5 Questions that can improve your landing page

Opt in formA landing page is where a visitor arrives at your site after clicking a link in an email or on another website. It is usually focused on getting the visitor to take one action, in most cases to submit their name and email details. Because of this focus there should not be any navigational menu or links to other pages. Essentially a visitor should have two options when they arrive at a landing page: fill in their details or leave.

The message on the page should be specifically for the visitor. The more appropriate the message the better your conversion rate will be. This means you should have a profile of your potential visitors. For example, what are they most interested in and are they likely to take immediate action to overcome a challenge? Where they are coming from gives a clue as to what is likely to be in your visitor’s mind at the time of arrival.

Here are 5 questions likely to occur to a visitor when they have arrived at your landing page. If you can provide answers that they will like the better the landing page’s conversion rate will be.

1. Where am I?

It should take just 3 seconds or less for the visitor to understand where they have arrived. They may have just clicked a banner ad or a link in an email. Ideally you should make it obvious that the page is related to the link. You could use a headline that matches the words in a text link they just used. If they just clicked on a banner ad use the same image on the page that was used in the ad.

You could use a logo or picture of yourself to quickly tell them who they are dealing with. Position it in the usual place, top left of the page. Make things easy and familiar for them. Don’t use any fancy fonts or unusual layouts. Don’t make them have to work hard to understand what’s going on.

The page should also quickly and clearly explain who you are, what the product is, and what it can do for them. If you have a USP that you can express in a short sentence put that in too.

2. What can I do here?

Make it clear what the visitor can do on the landing page. Remember they should usually have only one option, unless they decide to leave. Spell out that one option in clear and specific terms.

3. What am I being offered?

Ideally this should be explained above the fold. If it will take too much text consider using a graphic. After all a picture can be worth a thousand words. If you think your visitor will be unable to work out the offer in a matter of seconds consider simplifying the offer.

4. Why should I take the action I am being asked to take?

You have to persuade your visitor to take action. Mention the main benefits of your offer. If they will be able to achieve something quickly with your offer mention that too.

5. What is taking the action going to cost me?

Your visitor is likely to be aware that everything has a cost. They are expecting to be asked to pay something, whether it’s a financial cost, having to hand over their contact details, or to invest some time going through your content. Be honest about whatever the cost is.

If there is a financial cost to obtaining your offer be upfront about it. Prospects tend to be put off by the ‘hide and seek’ approach, where they have to scan the page a few times before they finally find the price hidden away in a paragraph.

Don’t pretend you’re not asking them for their contact details. They need to fill in a form in exchange for the benefits of your offer. You can spell this out or quickly suggest it with a submit button that says ‘Give me Access’ or something similar.

A landing page works best when it is targeted to a type of visitor and persuades those visitors to take a specific action. Address these five questions effectively and the better your landing page conversion rate will be.

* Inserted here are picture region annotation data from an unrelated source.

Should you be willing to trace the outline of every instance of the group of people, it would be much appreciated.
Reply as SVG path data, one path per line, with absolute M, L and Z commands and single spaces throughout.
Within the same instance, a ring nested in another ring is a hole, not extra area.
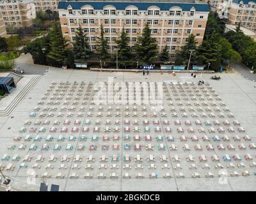
M 191 73 L 191 76 L 194 76 L 194 78 L 196 77 L 196 73 Z
M 142 71 L 142 73 L 143 73 L 143 76 L 145 76 L 145 75 L 147 73 L 147 75 L 148 75 L 148 73 L 149 73 L 149 71 L 148 71 L 148 69 L 147 70 L 147 71 L 146 71 L 146 70 L 145 70 L 144 69 L 143 69 L 143 70 Z

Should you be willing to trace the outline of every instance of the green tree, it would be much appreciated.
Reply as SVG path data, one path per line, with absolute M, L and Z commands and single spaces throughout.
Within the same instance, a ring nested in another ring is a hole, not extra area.
M 157 55 L 157 44 L 151 37 L 151 29 L 147 24 L 143 28 L 142 35 L 138 39 L 136 51 L 139 62 L 141 64 L 152 63 Z
M 51 51 L 47 54 L 47 62 L 56 67 L 66 65 L 67 49 L 59 22 L 52 24 L 49 34 Z
M 186 64 L 188 63 L 191 53 L 189 50 L 194 50 L 192 52 L 190 60 L 190 62 L 193 63 L 195 61 L 196 52 L 196 41 L 193 34 L 189 36 L 187 43 L 182 46 L 180 50 L 177 54 L 175 59 L 176 64 Z
M 167 62 L 170 60 L 170 54 L 167 45 L 164 46 L 162 52 L 161 53 L 160 60 L 163 62 Z
M 119 64 L 124 66 L 126 68 L 126 64 L 131 61 L 132 54 L 128 45 L 129 36 L 125 32 L 124 28 L 122 30 L 120 39 L 116 40 L 116 43 Z
M 73 43 L 73 54 L 75 60 L 84 63 L 88 57 L 90 50 L 88 41 L 85 40 L 86 34 L 84 34 L 83 28 L 79 25 L 76 31 L 74 42 Z
M 20 46 L 21 38 L 19 36 L 12 36 L 6 38 L 8 50 L 15 50 Z
M 108 57 L 107 46 L 108 41 L 104 38 L 104 31 L 103 25 L 100 24 L 100 34 L 98 38 L 97 51 L 100 54 L 100 59 L 105 62 L 106 59 Z
M 7 51 L 6 39 L 2 37 L 0 37 L 0 51 L 1 52 Z
M 35 64 L 47 65 L 47 55 L 50 51 L 49 36 L 37 38 L 28 43 L 22 52 L 29 53 L 32 55 Z

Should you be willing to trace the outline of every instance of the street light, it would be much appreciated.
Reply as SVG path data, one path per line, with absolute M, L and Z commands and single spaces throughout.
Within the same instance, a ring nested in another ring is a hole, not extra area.
M 209 70 L 209 67 L 210 66 L 210 64 L 211 64 L 211 63 L 210 63 L 210 62 L 209 62 L 209 63 L 208 63 L 207 71 Z
M 189 50 L 189 51 L 190 52 L 190 56 L 189 56 L 189 60 L 188 61 L 187 70 L 188 70 L 188 68 L 189 67 L 190 59 L 191 59 L 192 52 L 195 51 L 195 50 Z
M 116 69 L 118 69 L 118 48 L 116 48 Z

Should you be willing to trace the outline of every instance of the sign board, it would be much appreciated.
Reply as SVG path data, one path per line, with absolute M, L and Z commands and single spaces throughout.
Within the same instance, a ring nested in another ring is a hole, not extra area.
M 184 70 L 185 66 L 173 66 L 173 69 L 175 70 Z
M 75 65 L 76 68 L 87 68 L 87 63 L 75 63 Z
M 193 70 L 204 70 L 204 66 L 193 66 Z
M 172 69 L 172 65 L 161 65 L 161 69 Z
M 155 67 L 155 65 L 143 65 L 141 69 L 153 69 Z

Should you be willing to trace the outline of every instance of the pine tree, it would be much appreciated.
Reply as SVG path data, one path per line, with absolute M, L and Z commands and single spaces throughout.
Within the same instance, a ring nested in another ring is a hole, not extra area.
M 164 46 L 161 55 L 160 59 L 163 62 L 166 62 L 170 59 L 169 50 L 167 45 Z
M 188 38 L 187 43 L 181 47 L 181 49 L 177 54 L 175 56 L 175 64 L 186 64 L 189 59 L 191 51 L 193 50 L 192 52 L 191 62 L 193 62 L 195 59 L 195 55 L 196 50 L 196 42 L 195 40 L 195 36 L 191 34 Z
M 142 35 L 138 39 L 136 50 L 138 61 L 141 63 L 152 63 L 157 57 L 157 44 L 151 37 L 151 30 L 148 24 L 143 28 Z
M 98 37 L 98 45 L 97 50 L 100 54 L 100 59 L 105 61 L 108 57 L 108 50 L 107 50 L 108 41 L 104 38 L 104 31 L 103 25 L 100 24 L 100 34 Z
M 53 23 L 50 31 L 51 51 L 47 55 L 47 61 L 50 65 L 56 67 L 66 65 L 67 49 L 65 43 L 60 23 Z
M 125 32 L 124 28 L 122 31 L 120 40 L 116 40 L 116 43 L 117 44 L 119 64 L 125 66 L 126 68 L 126 64 L 131 61 L 132 54 L 128 45 L 129 37 Z
M 74 42 L 73 43 L 73 54 L 75 60 L 84 63 L 88 57 L 90 50 L 88 41 L 85 40 L 86 34 L 83 33 L 82 27 L 79 25 L 76 31 Z

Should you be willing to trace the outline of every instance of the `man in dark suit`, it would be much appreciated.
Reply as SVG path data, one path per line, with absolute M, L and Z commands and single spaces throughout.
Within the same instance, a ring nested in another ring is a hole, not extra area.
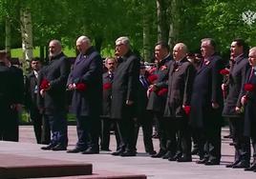
M 7 67 L 8 62 L 7 51 L 0 50 L 0 140 L 13 141 L 13 133 L 11 133 L 13 130 L 10 130 L 10 129 L 13 129 L 11 107 L 14 103 L 12 96 L 16 92 L 16 89 L 14 89 L 13 73 Z
M 231 61 L 227 83 L 223 84 L 223 90 L 227 89 L 228 95 L 224 102 L 223 116 L 228 117 L 232 129 L 232 138 L 235 147 L 235 159 L 227 168 L 248 168 L 250 160 L 249 138 L 244 136 L 245 119 L 241 111 L 240 91 L 242 88 L 245 70 L 248 67 L 246 45 L 242 39 L 235 39 L 231 43 Z
M 146 109 L 147 108 L 147 90 L 149 83 L 147 81 L 146 67 L 143 62 L 140 62 L 139 70 L 139 84 L 138 86 L 138 102 L 136 105 L 137 118 L 136 118 L 136 142 L 141 126 L 143 131 L 143 143 L 145 151 L 150 154 L 156 154 L 154 150 L 152 133 L 153 133 L 153 116 Z
M 128 37 L 116 40 L 117 68 L 112 85 L 111 117 L 117 120 L 121 149 L 112 153 L 120 156 L 135 156 L 135 105 L 139 85 L 139 60 L 130 49 Z
M 117 150 L 120 148 L 120 137 L 118 135 L 118 129 L 117 121 L 111 119 L 111 98 L 112 98 L 112 84 L 116 70 L 116 59 L 106 58 L 105 68 L 107 71 L 102 74 L 103 83 L 103 109 L 101 114 L 101 135 L 100 135 L 100 149 L 110 150 L 110 129 L 114 127 L 116 140 L 117 140 Z
M 256 172 L 256 47 L 249 50 L 250 68 L 243 83 L 241 103 L 245 106 L 245 136 L 250 137 L 253 149 L 253 161 L 245 170 Z
M 170 161 L 191 162 L 191 134 L 188 126 L 191 90 L 195 76 L 195 68 L 185 58 L 187 48 L 183 43 L 177 44 L 173 49 L 174 62 L 170 66 L 168 78 L 168 94 L 164 116 L 167 117 L 167 133 L 169 143 L 181 146 L 176 153 L 171 153 Z M 175 149 L 176 147 L 173 146 Z M 175 149 L 172 150 L 175 151 Z M 172 152 L 169 150 L 169 152 Z
M 32 72 L 26 76 L 25 106 L 30 112 L 37 144 L 49 144 L 51 140 L 50 126 L 42 117 L 37 107 L 38 74 L 42 68 L 39 58 L 31 62 Z
M 76 40 L 80 52 L 69 75 L 68 89 L 74 90 L 72 110 L 76 115 L 78 141 L 68 152 L 99 152 L 99 115 L 102 110 L 102 59 L 87 36 Z
M 70 62 L 61 50 L 58 40 L 49 44 L 49 65 L 39 72 L 38 107 L 44 118 L 50 123 L 52 140 L 42 149 L 66 150 L 67 135 L 67 104 L 66 84 L 70 71 Z
M 199 139 L 202 160 L 197 163 L 205 165 L 219 165 L 221 161 L 223 77 L 220 71 L 224 69 L 224 63 L 215 50 L 216 43 L 213 39 L 202 40 L 203 61 L 197 71 L 191 97 L 191 124 L 202 132 Z M 203 147 L 206 149 L 205 153 Z
M 147 109 L 151 111 L 151 115 L 155 117 L 159 125 L 160 151 L 152 155 L 152 157 L 168 159 L 170 153 L 166 153 L 166 151 L 167 148 L 171 149 L 171 146 L 166 144 L 166 126 L 164 124 L 165 119 L 163 118 L 168 91 L 166 82 L 168 80 L 169 66 L 172 61 L 168 44 L 159 42 L 156 45 L 155 58 L 157 60 L 156 70 L 148 77 L 150 86 L 148 90 Z

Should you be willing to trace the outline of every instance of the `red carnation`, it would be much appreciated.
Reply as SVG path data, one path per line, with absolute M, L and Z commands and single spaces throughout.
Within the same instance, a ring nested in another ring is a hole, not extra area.
M 87 86 L 86 86 L 86 84 L 84 84 L 84 83 L 77 83 L 77 84 L 75 85 L 75 89 L 76 89 L 77 90 L 79 90 L 79 91 L 85 91 L 85 90 L 87 89 Z
M 226 69 L 223 69 L 223 70 L 220 71 L 220 73 L 221 73 L 222 75 L 227 75 L 227 74 L 229 74 L 229 70 L 227 70 Z
M 244 89 L 246 91 L 253 91 L 253 90 L 255 90 L 256 86 L 253 84 L 250 84 L 250 83 L 246 83 L 246 84 L 245 84 Z
M 191 110 L 190 106 L 184 106 L 183 109 L 184 109 L 186 115 L 190 114 L 190 110 Z
M 159 77 L 156 74 L 151 74 L 148 76 L 147 80 L 150 84 L 154 84 L 154 81 L 156 81 Z
M 50 87 L 50 83 L 49 83 L 49 81 L 47 80 L 47 79 L 43 79 L 42 81 L 41 81 L 41 84 L 40 84 L 40 90 L 46 90 L 46 89 L 49 89 L 49 87 Z
M 112 87 L 111 83 L 105 83 L 103 84 L 103 90 L 110 90 Z
M 161 89 L 161 90 L 160 90 L 158 91 L 158 95 L 159 95 L 159 96 L 162 96 L 162 95 L 166 94 L 167 91 L 168 91 L 168 90 L 167 90 L 166 88 L 163 88 L 163 89 Z

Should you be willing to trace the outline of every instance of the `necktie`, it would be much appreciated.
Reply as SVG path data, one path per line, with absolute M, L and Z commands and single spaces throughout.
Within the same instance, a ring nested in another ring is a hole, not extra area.
M 145 79 L 144 76 L 140 76 L 140 82 L 141 82 L 142 86 L 143 86 L 145 89 L 148 88 L 148 84 L 147 84 L 146 79 Z

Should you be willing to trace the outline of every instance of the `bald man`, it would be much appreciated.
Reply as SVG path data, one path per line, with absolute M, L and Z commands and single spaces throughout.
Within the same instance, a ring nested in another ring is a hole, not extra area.
M 66 150 L 67 105 L 66 84 L 70 71 L 70 63 L 62 52 L 58 40 L 49 44 L 49 65 L 38 75 L 38 106 L 45 120 L 50 124 L 52 139 L 49 146 L 42 149 Z
M 76 116 L 78 141 L 70 153 L 99 152 L 99 114 L 102 109 L 102 59 L 87 36 L 76 40 L 79 51 L 69 75 L 68 89 L 73 90 L 72 110 Z
M 168 118 L 167 144 L 169 161 L 191 162 L 191 136 L 188 128 L 191 90 L 195 68 L 185 57 L 187 48 L 183 43 L 176 44 L 173 49 L 174 63 L 170 67 L 168 95 L 164 116 Z M 181 145 L 177 145 L 177 139 Z M 179 152 L 178 152 L 179 150 Z

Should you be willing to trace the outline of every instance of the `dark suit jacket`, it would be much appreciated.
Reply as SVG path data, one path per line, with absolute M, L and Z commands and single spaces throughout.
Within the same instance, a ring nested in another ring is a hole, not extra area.
M 171 56 L 163 59 L 158 64 L 157 70 L 154 71 L 154 75 L 158 76 L 156 85 L 158 87 L 157 91 L 151 91 L 149 94 L 147 109 L 153 111 L 164 111 L 164 107 L 166 103 L 167 92 L 164 95 L 158 95 L 158 91 L 165 88 L 167 90 L 168 84 L 168 72 L 170 64 L 172 63 Z
M 83 83 L 84 91 L 75 90 L 72 111 L 77 116 L 100 115 L 102 110 L 102 59 L 91 47 L 85 54 L 78 54 L 69 75 L 69 84 Z
M 131 51 L 118 59 L 112 85 L 111 117 L 121 119 L 131 115 L 134 105 L 127 106 L 126 100 L 137 101 L 139 60 Z M 127 113 L 128 112 L 128 113 Z M 133 111 L 135 112 L 135 111 Z
M 223 115 L 225 117 L 239 117 L 235 111 L 236 107 L 242 107 L 240 102 L 240 91 L 244 81 L 245 70 L 248 67 L 248 60 L 245 55 L 240 55 L 235 59 L 235 63 L 230 67 L 228 77 L 228 95 L 224 102 Z
M 245 80 L 243 84 L 243 87 L 245 83 L 253 84 L 256 86 L 256 70 L 252 73 L 251 77 L 251 70 L 250 68 L 246 71 Z M 256 90 L 254 89 L 253 91 L 245 91 L 243 89 L 243 95 L 247 96 L 247 102 L 245 105 L 245 136 L 253 136 L 256 137 Z
M 110 78 L 108 71 L 103 73 L 102 82 L 103 82 L 102 117 L 109 118 L 111 116 L 111 97 L 112 97 L 113 79 Z
M 209 57 L 207 64 L 203 62 L 197 71 L 191 97 L 190 120 L 194 127 L 215 128 L 222 125 L 223 110 L 222 82 L 220 70 L 224 69 L 224 62 L 220 56 L 214 54 Z M 220 108 L 214 109 L 212 103 L 218 103 Z
M 169 70 L 168 95 L 164 116 L 184 117 L 182 105 L 190 106 L 191 91 L 196 70 L 186 59 L 172 63 Z
M 31 112 L 32 119 L 38 116 L 38 107 L 37 107 L 37 92 L 38 92 L 38 81 L 32 71 L 26 76 L 25 82 L 25 106 Z
M 51 88 L 42 97 L 38 91 L 38 107 L 45 109 L 46 114 L 63 112 L 67 110 L 66 84 L 70 71 L 70 62 L 64 53 L 52 58 L 48 66 L 45 66 L 39 72 L 38 84 L 43 79 L 50 82 Z M 39 85 L 40 86 L 40 85 Z M 38 90 L 40 89 L 38 88 Z

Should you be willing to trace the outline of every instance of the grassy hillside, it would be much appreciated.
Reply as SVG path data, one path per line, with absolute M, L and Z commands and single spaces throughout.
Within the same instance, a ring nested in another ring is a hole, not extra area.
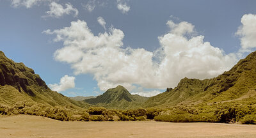
M 138 107 L 148 99 L 147 97 L 138 95 L 131 95 L 124 87 L 118 86 L 109 89 L 103 95 L 95 98 L 84 101 L 90 104 L 102 106 L 107 108 L 130 109 Z
M 150 98 L 145 107 L 168 107 L 179 105 L 211 105 L 255 99 L 256 52 L 240 60 L 230 70 L 211 79 L 184 78 L 178 86 Z
M 22 63 L 15 63 L 7 58 L 0 51 L 0 103 L 13 106 L 17 102 L 23 102 L 26 105 L 39 103 L 50 107 L 70 108 L 88 105 L 51 91 L 33 70 Z
M 76 100 L 76 101 L 83 101 L 84 100 L 86 99 L 90 99 L 90 98 L 95 98 L 95 96 L 75 96 L 75 97 L 68 97 L 69 98 Z

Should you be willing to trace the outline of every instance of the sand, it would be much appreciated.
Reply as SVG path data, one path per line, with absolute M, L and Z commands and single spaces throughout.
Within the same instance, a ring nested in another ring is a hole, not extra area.
M 256 125 L 151 121 L 63 122 L 28 115 L 0 116 L 0 137 L 256 137 Z

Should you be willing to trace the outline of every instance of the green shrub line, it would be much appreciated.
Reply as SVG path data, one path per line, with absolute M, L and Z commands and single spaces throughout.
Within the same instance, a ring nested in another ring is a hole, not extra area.
M 37 103 L 28 106 L 22 102 L 13 107 L 0 105 L 0 115 L 30 114 L 45 116 L 60 121 L 145 121 L 167 122 L 215 122 L 256 124 L 256 105 L 254 103 L 220 103 L 211 105 L 175 106 L 172 107 L 107 109 L 92 107 L 88 109 L 72 111 L 62 107 L 47 107 Z

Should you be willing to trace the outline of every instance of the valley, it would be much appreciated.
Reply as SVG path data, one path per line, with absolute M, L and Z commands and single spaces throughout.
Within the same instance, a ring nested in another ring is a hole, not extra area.
M 60 121 L 47 118 L 0 116 L 1 138 L 256 137 L 255 125 L 156 121 Z

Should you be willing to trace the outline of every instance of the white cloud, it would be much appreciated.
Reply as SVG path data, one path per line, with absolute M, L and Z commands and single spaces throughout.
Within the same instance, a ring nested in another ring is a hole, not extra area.
M 50 2 L 54 0 L 11 0 L 12 6 L 18 7 L 20 6 L 26 6 L 27 8 L 31 8 L 34 5 L 38 5 L 44 2 Z
M 73 14 L 74 17 L 77 17 L 78 10 L 73 7 L 70 3 L 68 3 L 65 4 L 66 8 L 64 8 L 61 4 L 53 1 L 49 4 L 50 10 L 46 12 L 47 15 L 43 17 L 52 17 L 59 18 L 64 15 Z
M 241 52 L 250 51 L 256 47 L 256 15 L 245 14 L 241 19 L 242 26 L 239 26 L 237 35 L 241 36 Z
M 130 6 L 127 5 L 126 2 L 122 0 L 116 0 L 116 8 L 118 10 L 121 11 L 122 13 L 127 13 L 127 12 L 131 10 Z
M 154 96 L 155 95 L 157 95 L 158 94 L 161 93 L 159 91 L 141 91 L 141 92 L 135 92 L 135 93 L 132 93 L 132 95 L 139 95 L 142 96 L 146 96 L 146 97 L 150 97 L 150 96 Z
M 176 86 L 185 77 L 216 77 L 237 62 L 234 54 L 225 54 L 204 42 L 204 36 L 185 36 L 195 34 L 191 24 L 166 24 L 171 29 L 158 38 L 161 47 L 154 52 L 123 47 L 124 34 L 118 29 L 95 36 L 79 20 L 70 27 L 44 33 L 56 34 L 54 40 L 63 42 L 54 53 L 55 59 L 70 64 L 76 74 L 93 74 L 101 91 L 118 84 L 130 91 L 136 89 L 134 84 L 166 89 Z
M 89 1 L 86 4 L 83 4 L 83 6 L 89 12 L 92 12 L 95 8 L 95 0 Z
M 99 24 L 102 26 L 104 29 L 106 30 L 106 22 L 105 20 L 102 17 L 99 17 L 97 18 L 97 20 Z
M 75 88 L 75 80 L 74 77 L 66 75 L 60 79 L 59 84 L 49 84 L 48 86 L 52 91 L 60 92 Z

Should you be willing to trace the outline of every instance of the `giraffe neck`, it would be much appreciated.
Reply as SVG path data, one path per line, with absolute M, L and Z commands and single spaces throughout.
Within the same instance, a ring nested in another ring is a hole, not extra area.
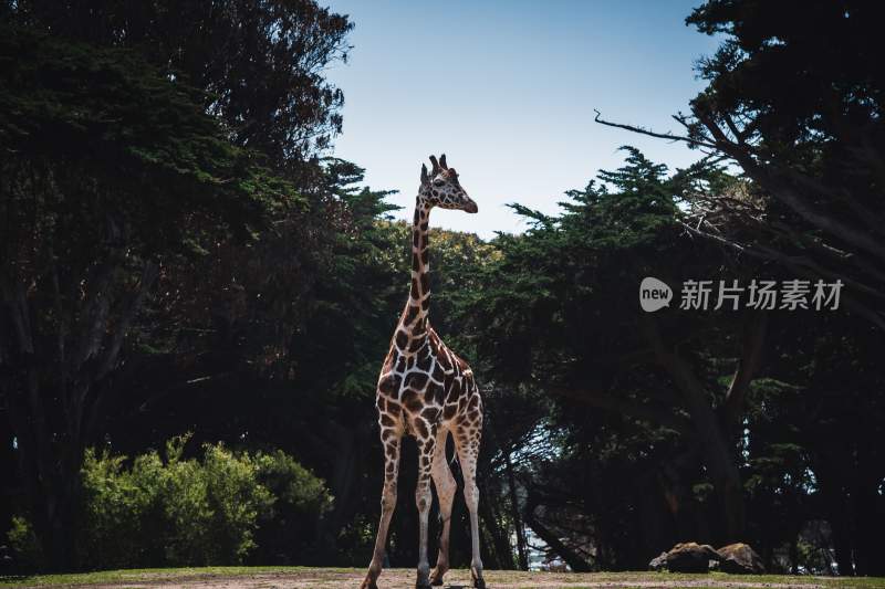
M 430 263 L 428 227 L 430 207 L 423 199 L 415 203 L 415 217 L 412 222 L 412 284 L 408 302 L 403 311 L 400 327 L 410 338 L 423 338 L 427 335 L 427 314 L 430 307 Z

12 responses to “5 Questions that can improve your landing page”

  1. David, I believe that you are in the QSC? I am, as well. I did not get my week three assignment completed. If I can figure out how to do it, your information will be very helpful.

    • Surely you mean when you get it figured out, Roy. If you’re really stuck there are a lot of helpful people in the Facebook group.

  2. “Because of this focus there should not be.. or links to other pages.”
    Links to other pages is one to test because it does depend on the goal of the page, the offer, the audience AND where you are driving traffic from etc etc. For example, some ad platforms will require you to have basic trust elements – privacy policy/T&C links and/or contact details as part of their TOS.
    Not to mention, depending on your offer, trust elements such as links to contact/privacy etc may actually increase conversion.

    Test, test and test again.

    • Point taken Jan. Some specific required or trust building links may improve conversions and they are certainly worth testing, but you don’t want anything that may not lead a person closer to the decision to give their details.